On May 10, 1991, the INS filed an Order to Show Cause, alleging that because of his state court conviction for delivery of a controlled substance, an aggravated felony for immigration law purposes, see 8 U.S.C. Sec. 1101(a)(43), Mr. Chavez was subject to deportation under Secs. 241(a)(2)(B)(i) and 241(a)(2)(A)(iii) of the INA, 8 U.S.C. Secs. 1251(a)(2)(B)(i) and 1251(a)(2)(A)(iii). At his deportation hearings Mr. Chavez conceded deportability. However, during the course of the proceedings he applied for a waiver of deportation pursuant to Sec. 212(c) of the INA, 8 U.S.C. Sec. 1182(c).

An evidentiary hearing on the waiver application was held on February 25, 1992, and continued on March 27, 1992. Extensive testimony was taken from Mr. Chavez, his mother, his brother, and several other supporting witnesses. Numerous affidavits and letters of support were also entered into the record.

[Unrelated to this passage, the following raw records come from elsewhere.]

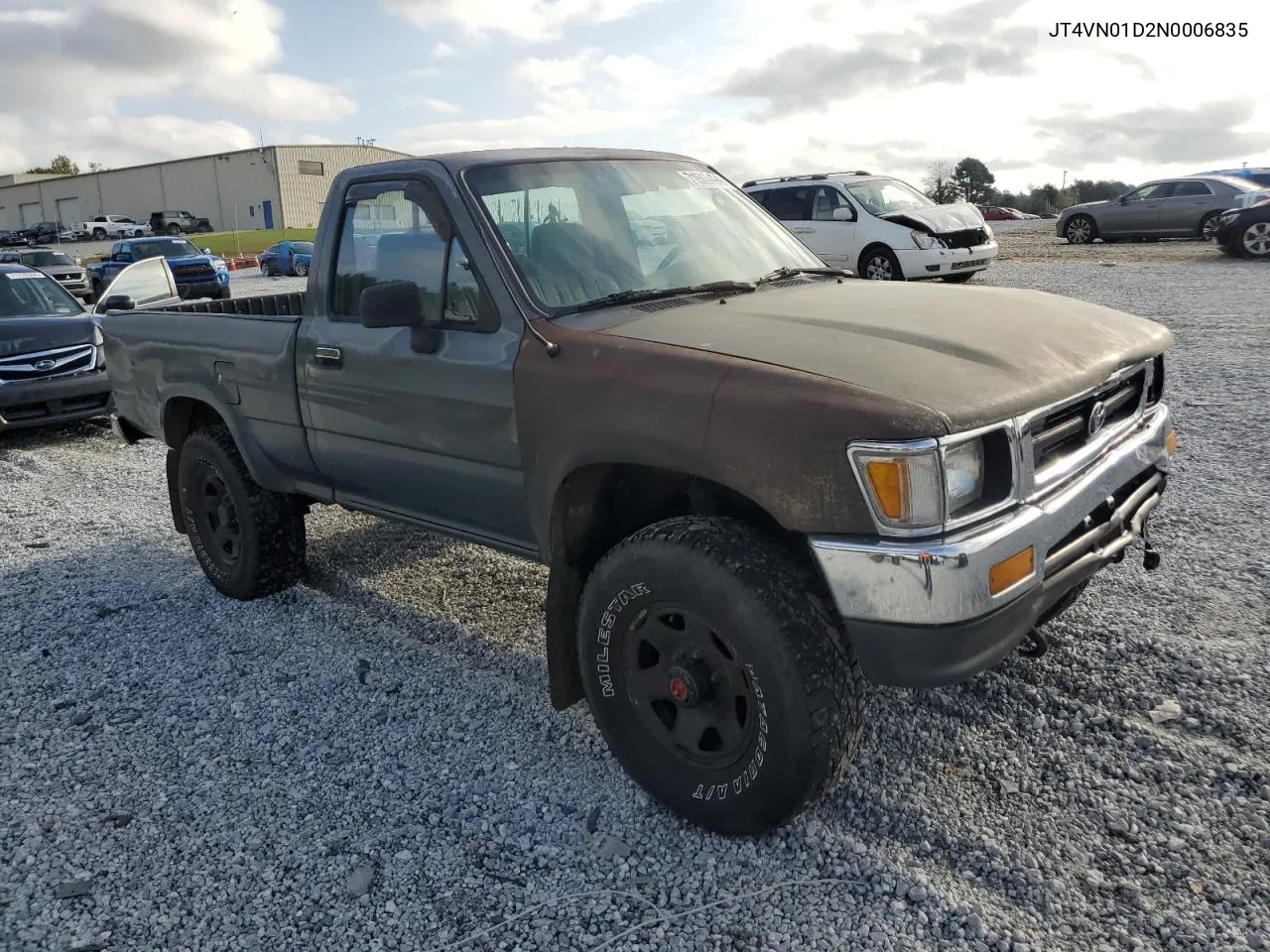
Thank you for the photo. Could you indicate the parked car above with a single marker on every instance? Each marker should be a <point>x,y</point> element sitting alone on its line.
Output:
<point>1188,206</point>
<point>879,226</point>
<point>711,457</point>
<point>177,222</point>
<point>112,226</point>
<point>42,232</point>
<point>1246,231</point>
<point>287,258</point>
<point>198,273</point>
<point>51,367</point>
<point>58,266</point>
<point>998,213</point>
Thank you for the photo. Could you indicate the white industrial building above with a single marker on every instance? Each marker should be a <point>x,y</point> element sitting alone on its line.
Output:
<point>270,186</point>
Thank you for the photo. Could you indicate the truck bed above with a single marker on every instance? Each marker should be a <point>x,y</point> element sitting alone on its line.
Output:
<point>236,356</point>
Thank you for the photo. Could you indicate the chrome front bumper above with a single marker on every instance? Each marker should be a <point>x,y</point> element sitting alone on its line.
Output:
<point>939,588</point>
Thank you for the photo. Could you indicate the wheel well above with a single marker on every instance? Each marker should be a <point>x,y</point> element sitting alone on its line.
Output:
<point>597,507</point>
<point>185,416</point>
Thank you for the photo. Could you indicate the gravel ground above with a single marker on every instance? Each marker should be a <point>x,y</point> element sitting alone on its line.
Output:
<point>218,775</point>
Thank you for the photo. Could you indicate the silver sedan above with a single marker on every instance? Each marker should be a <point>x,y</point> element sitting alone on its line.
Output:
<point>1188,206</point>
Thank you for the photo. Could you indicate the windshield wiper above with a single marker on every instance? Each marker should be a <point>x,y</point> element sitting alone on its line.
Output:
<point>788,272</point>
<point>634,295</point>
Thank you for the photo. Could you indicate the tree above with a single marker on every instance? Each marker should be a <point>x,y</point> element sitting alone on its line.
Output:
<point>62,166</point>
<point>973,180</point>
<point>939,181</point>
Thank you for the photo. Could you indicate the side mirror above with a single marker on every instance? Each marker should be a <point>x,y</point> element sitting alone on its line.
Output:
<point>391,303</point>
<point>118,302</point>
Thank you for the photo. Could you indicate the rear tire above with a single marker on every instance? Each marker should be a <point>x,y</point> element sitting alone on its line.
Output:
<point>248,540</point>
<point>717,673</point>
<point>1080,230</point>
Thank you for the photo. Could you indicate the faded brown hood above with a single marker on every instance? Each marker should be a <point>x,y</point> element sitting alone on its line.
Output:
<point>973,354</point>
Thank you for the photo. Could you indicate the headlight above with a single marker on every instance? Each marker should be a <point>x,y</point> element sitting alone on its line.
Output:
<point>929,484</point>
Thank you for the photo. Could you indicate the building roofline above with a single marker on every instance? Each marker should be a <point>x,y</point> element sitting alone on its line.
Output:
<point>211,155</point>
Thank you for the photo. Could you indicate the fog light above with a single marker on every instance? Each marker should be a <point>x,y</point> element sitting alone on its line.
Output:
<point>1010,571</point>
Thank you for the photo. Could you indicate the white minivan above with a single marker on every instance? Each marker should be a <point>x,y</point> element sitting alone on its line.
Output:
<point>880,227</point>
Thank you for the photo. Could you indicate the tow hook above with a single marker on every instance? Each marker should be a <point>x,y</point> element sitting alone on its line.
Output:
<point>1035,645</point>
<point>1150,556</point>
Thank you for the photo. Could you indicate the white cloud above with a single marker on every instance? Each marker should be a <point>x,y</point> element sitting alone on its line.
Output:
<point>94,58</point>
<point>521,19</point>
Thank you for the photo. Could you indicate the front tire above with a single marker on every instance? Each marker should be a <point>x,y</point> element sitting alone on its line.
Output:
<point>879,263</point>
<point>1080,230</point>
<point>717,673</point>
<point>1254,241</point>
<point>248,540</point>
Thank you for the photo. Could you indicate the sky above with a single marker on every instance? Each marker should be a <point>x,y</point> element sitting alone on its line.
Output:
<point>753,86</point>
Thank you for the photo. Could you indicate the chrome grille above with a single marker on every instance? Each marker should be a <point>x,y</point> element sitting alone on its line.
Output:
<point>59,362</point>
<point>1061,439</point>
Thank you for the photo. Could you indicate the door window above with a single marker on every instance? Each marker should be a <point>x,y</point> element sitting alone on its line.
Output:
<point>388,236</point>
<point>789,203</point>
<point>1160,189</point>
<point>1192,189</point>
<point>826,199</point>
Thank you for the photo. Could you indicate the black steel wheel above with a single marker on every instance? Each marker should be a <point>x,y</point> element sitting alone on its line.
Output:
<point>1080,230</point>
<point>248,540</point>
<point>717,673</point>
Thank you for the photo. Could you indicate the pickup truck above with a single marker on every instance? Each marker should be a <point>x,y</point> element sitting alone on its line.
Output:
<point>111,226</point>
<point>198,273</point>
<point>758,483</point>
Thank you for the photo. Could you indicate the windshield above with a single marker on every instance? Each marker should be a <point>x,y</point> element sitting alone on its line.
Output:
<point>164,248</point>
<point>887,195</point>
<point>35,295</point>
<point>581,230</point>
<point>44,259</point>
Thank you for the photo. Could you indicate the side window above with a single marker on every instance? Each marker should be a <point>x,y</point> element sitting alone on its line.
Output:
<point>826,199</point>
<point>1191,189</point>
<point>388,236</point>
<point>790,203</point>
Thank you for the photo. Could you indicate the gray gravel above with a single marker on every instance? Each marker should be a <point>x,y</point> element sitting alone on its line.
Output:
<point>185,772</point>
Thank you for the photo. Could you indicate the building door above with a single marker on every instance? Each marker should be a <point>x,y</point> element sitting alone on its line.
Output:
<point>67,211</point>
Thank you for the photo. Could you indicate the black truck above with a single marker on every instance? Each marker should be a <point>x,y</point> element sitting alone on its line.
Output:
<point>758,483</point>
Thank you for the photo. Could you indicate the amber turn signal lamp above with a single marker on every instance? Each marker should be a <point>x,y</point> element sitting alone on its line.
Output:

Much of the evidence presented at the waiver hearing related to Mr. Chavez' attempts at rehabilitation following his arrest and conviction. Mr. Chavez testified that during the period of his incarceration he had disassociated himself from his street gang, and was no longer a gang member. He had taken a welding course, obtained a G.E.D. high school equivalency degree, enrolled in college, and had become involved in Bible study. At Cook County Jail, where he had been held for several months following his arrest, he had joined "Future 16," a rehabilitation program for young street gang members. After his transfer to Sheridan Correctional Center he had entered the Gateway Foundation substance abuse program, a voluntary, full-time program in which participants are segregated from other prison inmates and given intensive substance abuse counseling. He became an active participant, and within a few months earned a position as a coordinator in the program.

Three witnesses associated with the prison system gave testimony strongly supporting Mr. Chavez' application. Sergeant Incarnacion Roldan, an experienced corrections officer at Cook County Jail, the founder and leader of the "Future 16" group and himself a former street gang member, testified that he had worked with Mr. Chavez for a period of seven to nine months, that he knew him well, and that he had no doubt that, given the opportunity, he would "get his life back on the right direction." Bobby Carbage, an Illinois state certified substance abuse counselor who was Mr.